By JERRY ADLER with MARK STARR in Boston, FARAI CHIDEYA in New York, LYNDA WRIGHT in San Francisco, PAT WINGERT in Washington and LINDA HAAC in Durham, N.C.

Perhaps Nina Wu, a sophomore at the University of Connecticut, actually didn't like gays. More likely, she though she was being funny when she allegedly put up a sign on the door to her dorm room listing "people who are shot on sight" -- among them, "preppies," "bimbos," "men without chest hair" and "homos." No protests were heard from representatives of the first three categories, but UConn's gay community was more forthright in asserting its prerogatives. Wu was brought up on charges of violating the student-behavior code, which had recently been rewritten to prohibit "posting or advertising publicly offensive, indecent or abusive matter concerning persons . . . and making personal slurs or epithets based on race, sex, ethnic origin, disability, religion or sexual orientation." Found guilty last year in a campus administration's hearing, Wu was . . . what would you guess? Reprimanded? Ordered to write a letter of apology? No, Wu was ordered to move off campus and forbidden to set foot in any university dormitories or cafeterias. Only under pressure of a federal lawsuit did the university let her move back onto campus this year -- and revise the Code of Student Conduct to make it conform to a higher code, the First Amendment.

There is an experiment of sorts taking place in American colleges. Or, more accurately, hundreds of experiments at different campuses, directed at changing the consciousness of this entire generation of university students. The goal is to eliminate prejudice, not just of the petty sort that shows up on sophomore dorm walls, but the grand prejudice that has ruled American universities since their founding: that the intellectual tradition of Western Europe occupies the central place in the history of civilization. In this context it would not be enough for a student to refrain from insulting homosexuals or other minorities. He or she would be expected to "affirm" their presence on campus and to study their literature and culture alongside that of Plato, Shakespeare and Locke. This agenda is broadly shared by most organizations of minority students, feminists and gays. It is also the program of a generation of campus radicals who grew up in the '60s and are now achieving positions of academic influence. If they no longer talk of taking to the streets, it is because they now are gaining access to the conventional weapons of campus politics: social pressure, academic perks (including tenure) and -- when they have the administration on their side -- outright coercion.

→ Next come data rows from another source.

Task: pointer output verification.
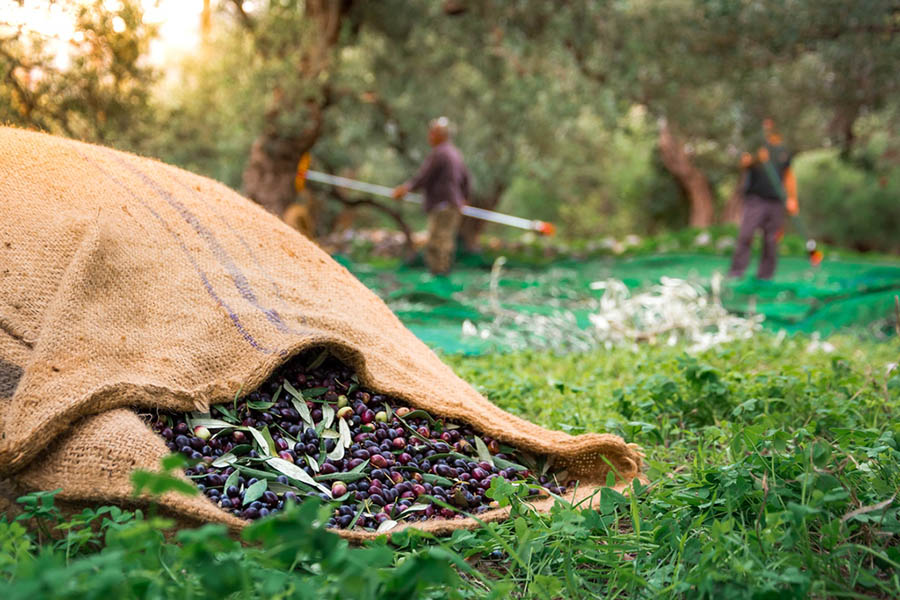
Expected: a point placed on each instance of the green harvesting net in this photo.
(478, 309)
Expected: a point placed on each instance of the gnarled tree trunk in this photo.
(677, 160)
(269, 175)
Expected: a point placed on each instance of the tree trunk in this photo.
(268, 178)
(677, 160)
(470, 228)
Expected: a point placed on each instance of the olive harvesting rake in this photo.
(305, 174)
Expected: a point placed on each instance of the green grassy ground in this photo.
(774, 472)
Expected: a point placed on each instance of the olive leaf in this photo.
(260, 441)
(295, 472)
(386, 525)
(312, 463)
(344, 430)
(436, 479)
(273, 451)
(255, 491)
(225, 460)
(313, 393)
(327, 415)
(337, 453)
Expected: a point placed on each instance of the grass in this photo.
(774, 473)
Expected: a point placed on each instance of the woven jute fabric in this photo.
(127, 284)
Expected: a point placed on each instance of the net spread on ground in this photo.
(576, 305)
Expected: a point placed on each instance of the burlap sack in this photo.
(127, 283)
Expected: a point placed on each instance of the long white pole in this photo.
(470, 211)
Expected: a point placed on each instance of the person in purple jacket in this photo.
(444, 180)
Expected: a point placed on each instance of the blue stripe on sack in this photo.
(206, 283)
(240, 280)
(240, 238)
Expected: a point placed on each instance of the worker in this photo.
(444, 179)
(769, 189)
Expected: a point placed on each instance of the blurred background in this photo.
(607, 118)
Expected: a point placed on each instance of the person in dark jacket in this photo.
(769, 189)
(444, 180)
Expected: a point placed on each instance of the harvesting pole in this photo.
(305, 174)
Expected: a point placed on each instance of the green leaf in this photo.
(386, 525)
(280, 488)
(312, 463)
(224, 460)
(337, 453)
(327, 415)
(417, 414)
(344, 430)
(261, 405)
(295, 472)
(507, 464)
(157, 484)
(255, 491)
(437, 479)
(261, 441)
(273, 451)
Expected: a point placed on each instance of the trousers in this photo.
(767, 215)
(443, 223)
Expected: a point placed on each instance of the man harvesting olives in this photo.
(444, 179)
(769, 188)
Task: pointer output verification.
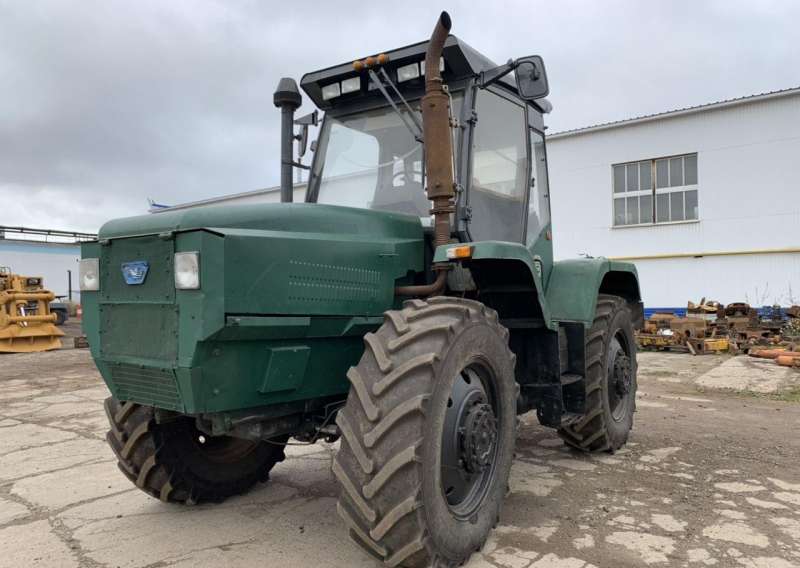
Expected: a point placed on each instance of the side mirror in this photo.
(531, 78)
(311, 119)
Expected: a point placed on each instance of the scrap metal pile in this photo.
(710, 327)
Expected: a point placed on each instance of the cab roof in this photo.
(460, 62)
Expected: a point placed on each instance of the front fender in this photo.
(516, 252)
(574, 285)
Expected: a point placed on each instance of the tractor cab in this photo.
(369, 153)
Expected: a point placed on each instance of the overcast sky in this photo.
(104, 104)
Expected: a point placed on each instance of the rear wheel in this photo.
(610, 380)
(428, 434)
(176, 462)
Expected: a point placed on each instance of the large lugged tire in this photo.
(428, 434)
(610, 381)
(174, 462)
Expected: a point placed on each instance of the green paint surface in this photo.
(287, 293)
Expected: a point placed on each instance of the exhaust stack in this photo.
(438, 154)
(287, 97)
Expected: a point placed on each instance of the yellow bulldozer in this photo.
(26, 324)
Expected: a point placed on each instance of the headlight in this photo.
(187, 270)
(89, 274)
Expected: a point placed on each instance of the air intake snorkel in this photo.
(438, 154)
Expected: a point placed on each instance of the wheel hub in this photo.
(478, 436)
(622, 374)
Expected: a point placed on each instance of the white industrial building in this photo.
(722, 219)
(51, 254)
(704, 200)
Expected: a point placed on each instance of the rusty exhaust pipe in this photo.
(438, 154)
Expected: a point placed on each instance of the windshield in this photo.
(371, 160)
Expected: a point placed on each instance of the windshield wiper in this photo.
(414, 126)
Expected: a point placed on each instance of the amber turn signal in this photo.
(455, 253)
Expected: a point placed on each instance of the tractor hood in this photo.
(266, 259)
(285, 217)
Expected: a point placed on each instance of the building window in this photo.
(662, 190)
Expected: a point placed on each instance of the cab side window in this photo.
(499, 170)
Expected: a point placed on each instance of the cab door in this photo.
(498, 187)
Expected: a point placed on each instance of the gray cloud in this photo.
(106, 103)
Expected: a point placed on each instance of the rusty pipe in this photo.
(438, 154)
(432, 289)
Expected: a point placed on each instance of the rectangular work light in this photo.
(187, 270)
(89, 274)
(331, 91)
(351, 85)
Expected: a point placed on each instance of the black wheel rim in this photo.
(620, 376)
(469, 440)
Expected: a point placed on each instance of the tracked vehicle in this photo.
(411, 307)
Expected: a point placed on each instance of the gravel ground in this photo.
(710, 478)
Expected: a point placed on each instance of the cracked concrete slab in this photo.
(51, 457)
(34, 544)
(11, 511)
(24, 436)
(59, 489)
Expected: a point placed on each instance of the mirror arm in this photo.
(493, 75)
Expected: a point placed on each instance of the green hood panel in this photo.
(288, 217)
(280, 258)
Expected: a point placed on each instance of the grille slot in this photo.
(148, 386)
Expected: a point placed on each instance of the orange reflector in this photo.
(459, 252)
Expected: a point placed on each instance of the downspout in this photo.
(438, 155)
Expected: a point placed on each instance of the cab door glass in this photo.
(539, 202)
(499, 170)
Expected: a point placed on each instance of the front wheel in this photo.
(175, 462)
(428, 434)
(610, 381)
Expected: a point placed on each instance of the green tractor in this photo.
(411, 307)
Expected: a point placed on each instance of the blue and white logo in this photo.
(135, 272)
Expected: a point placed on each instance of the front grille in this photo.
(148, 386)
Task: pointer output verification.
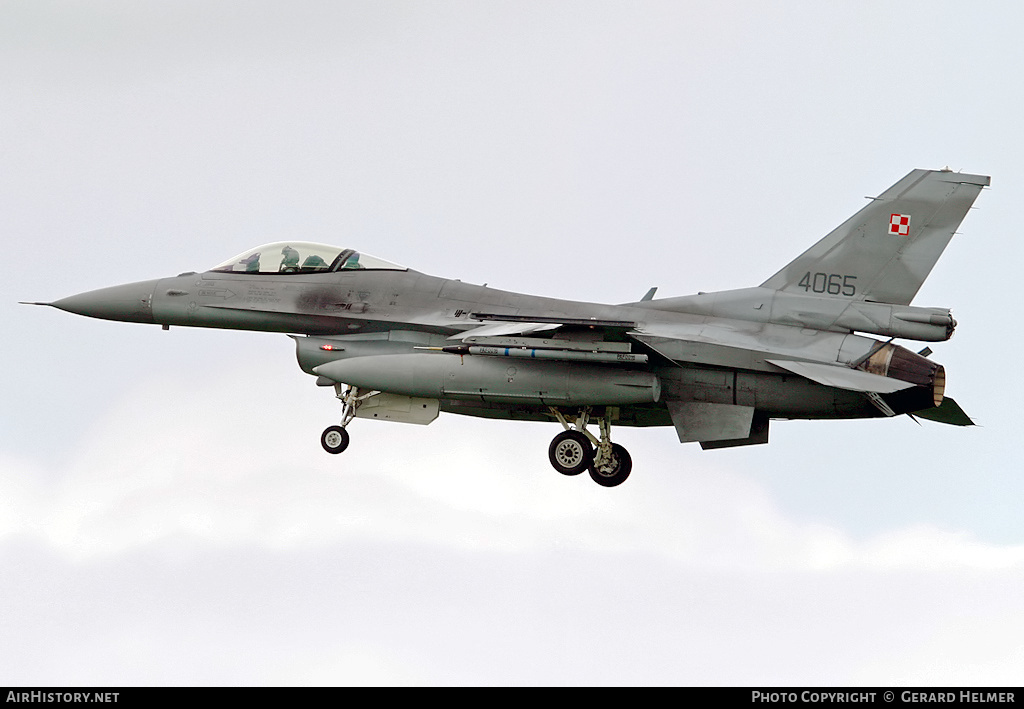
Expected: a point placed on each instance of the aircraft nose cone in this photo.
(131, 302)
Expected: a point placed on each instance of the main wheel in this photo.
(570, 453)
(334, 439)
(614, 471)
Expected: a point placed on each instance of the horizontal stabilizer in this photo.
(843, 377)
(947, 412)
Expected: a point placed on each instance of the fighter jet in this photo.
(396, 344)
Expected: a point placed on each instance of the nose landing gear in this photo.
(335, 439)
(576, 450)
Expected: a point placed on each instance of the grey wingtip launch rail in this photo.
(395, 344)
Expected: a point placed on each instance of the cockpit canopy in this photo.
(302, 257)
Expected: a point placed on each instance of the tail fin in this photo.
(884, 252)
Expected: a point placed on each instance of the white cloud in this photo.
(205, 538)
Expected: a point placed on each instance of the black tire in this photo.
(334, 440)
(616, 473)
(570, 453)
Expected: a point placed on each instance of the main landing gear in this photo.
(576, 450)
(335, 439)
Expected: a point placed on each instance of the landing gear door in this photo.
(393, 407)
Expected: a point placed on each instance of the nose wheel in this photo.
(335, 439)
(576, 450)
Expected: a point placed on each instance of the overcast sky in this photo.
(167, 515)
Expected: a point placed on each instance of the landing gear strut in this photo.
(576, 450)
(335, 439)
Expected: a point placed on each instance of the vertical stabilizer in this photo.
(884, 252)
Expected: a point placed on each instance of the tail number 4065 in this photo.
(833, 284)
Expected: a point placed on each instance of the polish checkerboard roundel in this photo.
(899, 224)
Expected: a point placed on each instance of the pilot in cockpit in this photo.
(251, 263)
(290, 262)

There is no conspiracy at work here, just a creed, a set of beliefs and expressions which students from places as diverse as Sarah Lawrence and San Francisco State recognize instantly as "PC" -- politically correct. Plunk down a professor from Princeton, in the University of Wisconsin at Madison, show him a student in a tie-dyed T shirt, with open-tied sandals and a grubby knapsack dangling a student-union-issue, environmentally sound, reusable red plastic cup, and he'll recognize the type instantly. It's "PC Person," an archtype that has now been certified in the official chronicles of American culture, the comic pages. Jeff Shesol, a student cartoonist at Brown, created him as an enforcer of radical cant, so sensitive to potential slights that he even knows the correct euphemism for 9-year-old "girls." He calls them "pre-women."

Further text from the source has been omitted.